Paulínia recebe a peça nos dias 23 e 24

 

Uma viagem no tempo e nas emoções que só um herói de guerra pode proporcionar marca a volta do espetáculo “O Soldado Constitucionalista – A Primavera de Julho”, de Ton Crivelaro, a Paulínia, no próximo final de semana, dias 23 e 24. As sessões ocorrem às 21 horas.

A peça que teve sua estreia em Paulínia no dia 30 de novembro passado conta a história de um veterano da Revolução Constitucionalista que, aos 60 anos e que, nesta ficção, foi abandonado por seus filhos em um asilo, está ansioso para participar do desfile comemorativo da data, momento que é esperado por ele todos os anos.

Por meio de um diálogo com sua cuidadora, interpretada pela atriz Marise Ratashima, o soldado, como é tratado na peça, relembra momentos de sua participação neste marco histórico e sua emoção ao falar sobre o tema. O grande clímax fica com a espera do idoso pela chegada da proprietária do asilo, que é quem o levará para o desfile. “Ele quer se arrumar, estar perfeito para este momento tão esperado de reencontrar seus antigos companheiros, afinal, 9 de julho era para ele o dia da sua ’verdadeira primavera’. Mas, como a espera é longa, o dialogo com sua cuidadora desperta muitos sentimentos e temas importantes, como patriotismo e, principalmente, o relacionamento de idosos com seus familiares”, ressalta Luiz Nunes, ator que vive o protagonista do espetáculo.
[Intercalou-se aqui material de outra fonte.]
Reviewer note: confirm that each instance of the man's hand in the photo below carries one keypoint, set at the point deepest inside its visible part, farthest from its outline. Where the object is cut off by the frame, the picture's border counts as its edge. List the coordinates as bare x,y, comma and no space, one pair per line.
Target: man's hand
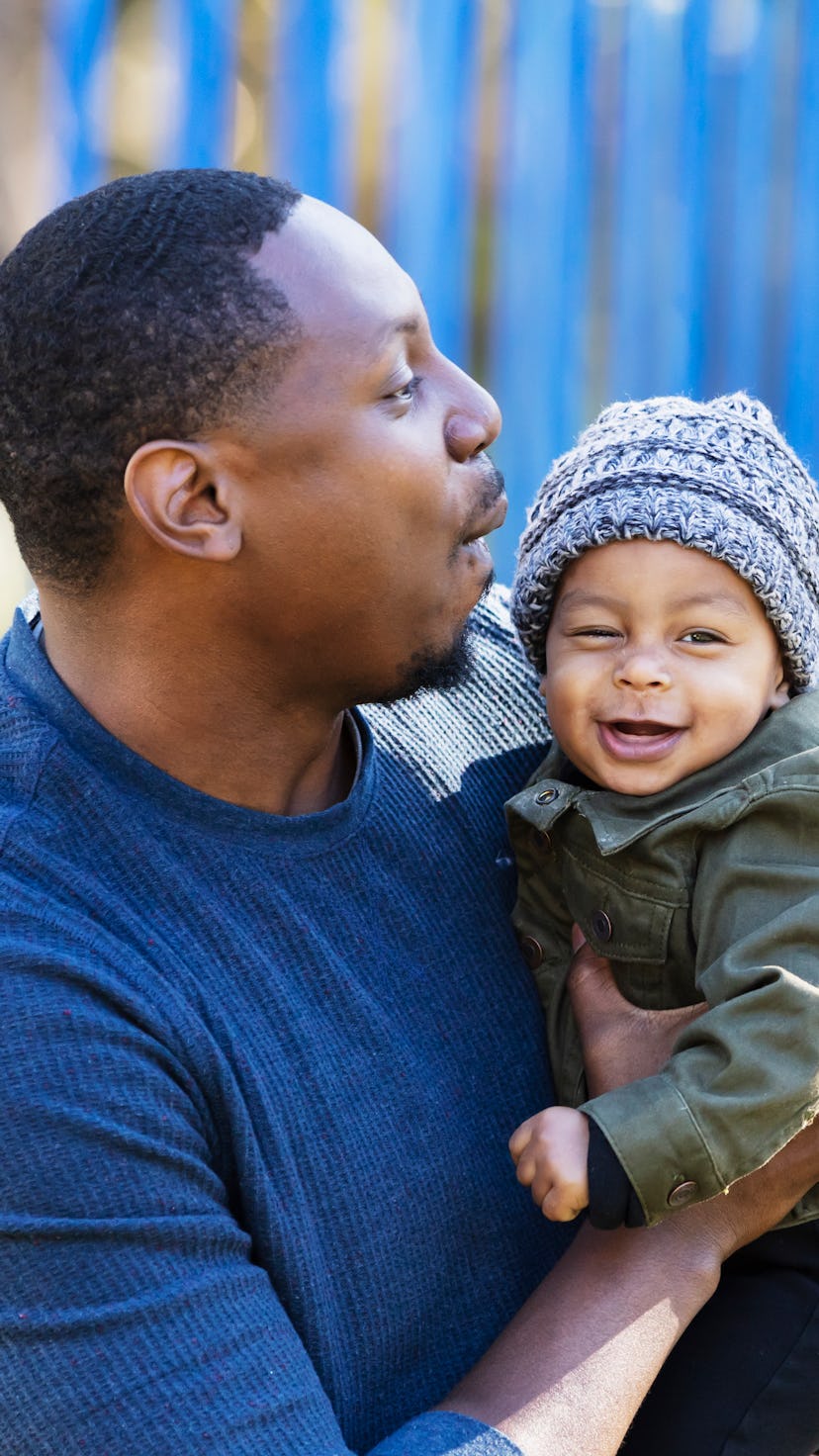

De autoria de Ton Crivelaro, renomado dramaturgo, produtor e ator campineiro, autor de peças de sucesso como “Bela Polenta”, “Casal Pinel em Quarto de Motel”, “Mulheres Descasadas Procuram”, “Meu Amigo Raul”, “A Lenda do Boi Falô nas Terras do Barão” e a comédia “Sobre Homens e Cuecas”, entre outros, o espetáculo foi desenvolvido com base em pesquisas históricas e na vida de verdadeiros heróis da revolução. “Aprendi naquelas horas de conversa – com o veterano Paulo Barros de Camargo –  que o herói não é aquele que mata, mas, aquele que luta pela família, que pensa nos amigos, que sonha com um país melhor, que vive e respira sua história e faz disso exemplo para as gerações futuras”, analisa o autor.